Nishith Gupta is an Indian-German molecular biologist and parasitologist known for his pioneering work in the field of Host–pathogen interaction and cell signalling. He is currently working as Professor, Senior Fellow of the Wellcome Trust-DBT (India Alliance) at the Hyderabad campus of Birla Institute of Technology and Science, Pilani.

== Early life and education ==
Nishith Gupta was born in Shahjahanpur, Uttar Pradesh, India. He pursued his early education at the Rohilkhand university (BS), Banaras Hindu University (MS) and later obtained his PhD in biochemistry from Leipzig University (Germany). Afterward, he was a post-doctoral fellow at the National Jewish Medical Center in Denver, United States. He became a research group leader at the Humboldt University and affiliate scientist at the Max Planck Institute for Infection Biology in Berlin. In 2017, he was awarded Doctor habilitatus (DSc) by Humboldt University in the field of biochemistry and molecular parasitology. Currently, he is working as a Professor in the Department of Biological Sciences at the Birla Institute of Technology and Science, Pilani – Hyderabad Campus.

== Career and research ==
Nishith Gupta's research focuses on metabolic interactions between intracellular parasites and host cells. His group has published several research articles focusing on carbon metabolism, membrane biogenesis and signaling pathways primarily in a widespread model parasite Toxoplasma gondii, but also in Plasmodium, and Eimeria species.

Gupta's research on membrane biogenesis in apicomplexan parasites, involving the discovery of unique phospholipids, holds potential for advancing the development of vaccines against parasitic diseases. Notably, his work on phosphatidylcholine, phosphatidylinositol and phosphatidylethanolamine identified potential therapeutic targets, while phosphatidylthreonine and a novel phosphatidylserine decarboxylase could serve as toxoplasmosis biomarkers.

In collaboration with researchers at the University of Melbourne and National Key Laboratory of Agricultural Microbiology in Wuhan, Gupta's group has revealed Toxoplasma's metabolic adaptability and identified proteins crucial for the parasite's development, suggesting potential drug targets for toxoplasmosis and related infections. In addition, his group uncovered Plasmodium's reliance on host-derived sugars, offering new directions for the development of anti-malarial drugs.

In a pioneering collaboration with Peter Hegemann, Gupta's work in Optogenetic regulation of cyclic nucleotide signaling within Toxoplasma gondii has paved the way for broader applications of light-activated proteins and biosensors in other intracellular pathogens, including parasites, bacteria, and viruses.

== Leadership and initiatives ==
Throughout his career, Gupta has held leadership positions, including the Heisenberg Fellow of German Research Foundation (DFG) at the Humboldt University and Senior Fellow of the Wellcome Trust-DBT (India Alliance). He is currently serving as the editorial board member of Animal Diseases, Microbial Cell, and Communications Biology published by Nature Portfolio.

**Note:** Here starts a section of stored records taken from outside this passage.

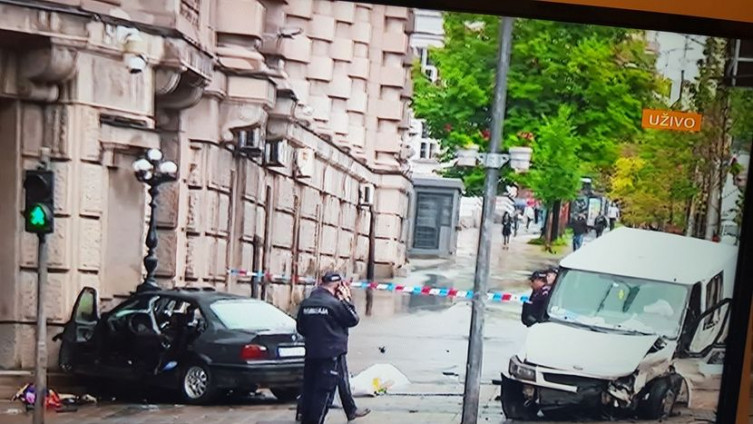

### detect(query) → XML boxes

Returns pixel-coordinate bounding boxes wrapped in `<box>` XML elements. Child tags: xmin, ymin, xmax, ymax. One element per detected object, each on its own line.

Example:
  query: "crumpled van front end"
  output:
<box><xmin>502</xmin><ymin>322</ymin><xmax>687</xmax><ymax>419</ymax></box>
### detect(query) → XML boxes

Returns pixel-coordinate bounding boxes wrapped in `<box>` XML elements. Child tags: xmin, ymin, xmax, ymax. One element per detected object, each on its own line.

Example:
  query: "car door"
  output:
<box><xmin>99</xmin><ymin>294</ymin><xmax>158</xmax><ymax>380</ymax></box>
<box><xmin>54</xmin><ymin>287</ymin><xmax>100</xmax><ymax>373</ymax></box>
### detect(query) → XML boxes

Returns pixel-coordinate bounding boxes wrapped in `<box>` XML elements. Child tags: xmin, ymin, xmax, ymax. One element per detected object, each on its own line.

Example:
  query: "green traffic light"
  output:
<box><xmin>29</xmin><ymin>205</ymin><xmax>47</xmax><ymax>227</ymax></box>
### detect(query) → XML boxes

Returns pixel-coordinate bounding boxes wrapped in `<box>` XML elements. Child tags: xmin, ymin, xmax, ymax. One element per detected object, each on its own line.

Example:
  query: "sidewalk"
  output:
<box><xmin>0</xmin><ymin>385</ymin><xmax>503</xmax><ymax>424</ymax></box>
<box><xmin>400</xmin><ymin>224</ymin><xmax>569</xmax><ymax>291</ymax></box>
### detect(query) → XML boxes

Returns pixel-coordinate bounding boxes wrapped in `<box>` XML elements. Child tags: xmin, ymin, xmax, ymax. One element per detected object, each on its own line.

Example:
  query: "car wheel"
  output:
<box><xmin>270</xmin><ymin>387</ymin><xmax>301</xmax><ymax>402</ymax></box>
<box><xmin>180</xmin><ymin>362</ymin><xmax>217</xmax><ymax>405</ymax></box>
<box><xmin>501</xmin><ymin>376</ymin><xmax>537</xmax><ymax>421</ymax></box>
<box><xmin>638</xmin><ymin>374</ymin><xmax>682</xmax><ymax>420</ymax></box>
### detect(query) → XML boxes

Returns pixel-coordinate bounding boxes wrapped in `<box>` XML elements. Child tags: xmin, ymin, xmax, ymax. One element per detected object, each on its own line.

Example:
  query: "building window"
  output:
<box><xmin>421</xmin><ymin>121</ymin><xmax>429</xmax><ymax>138</ymax></box>
<box><xmin>418</xmin><ymin>142</ymin><xmax>429</xmax><ymax>159</ymax></box>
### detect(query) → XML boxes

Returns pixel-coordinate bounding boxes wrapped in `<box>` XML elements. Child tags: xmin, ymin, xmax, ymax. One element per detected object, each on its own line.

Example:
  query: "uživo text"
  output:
<box><xmin>641</xmin><ymin>109</ymin><xmax>703</xmax><ymax>132</ymax></box>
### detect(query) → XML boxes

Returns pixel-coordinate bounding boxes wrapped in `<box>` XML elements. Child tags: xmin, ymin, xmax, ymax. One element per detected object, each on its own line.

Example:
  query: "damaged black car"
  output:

In 2021, he founded the Intracellular Parasite Education and Research Labs (iPEARL) in the Biological Science division of BITS Pilani and an integrated One Health initiative – Veterinary And Medical Parasite Infection Research Ensemble (VAMPIRE). These initiatives seek to support the development of future scientists and leaders and contribute to the advancement of our knowledge about parasitic infections in clinical and veterinary settings.

== Awards and recognition ==
He was awarded ESCMID research grant for his contribution to the field of clinical microbiology and infectious diseases. In 2014, he received with the Karl Asmund Rudolphi Medal, an award from the German Society for Parasitology. Following year, he received the young scientist award in Microbiology from the Robert Koch Foundation. At BITS Pilani, he received the Outstanding Potential for Excellence in Research & Academics (OPERA) award. Banaras Hindu University honoured him with distinguished alumni award in recognition of his achievements in academics and research. The Indian Council of Medical Research awarded him an International Fellowships for Senior Biomedical Scientist in collaboration with the SickKids Hospital and University of Toronto.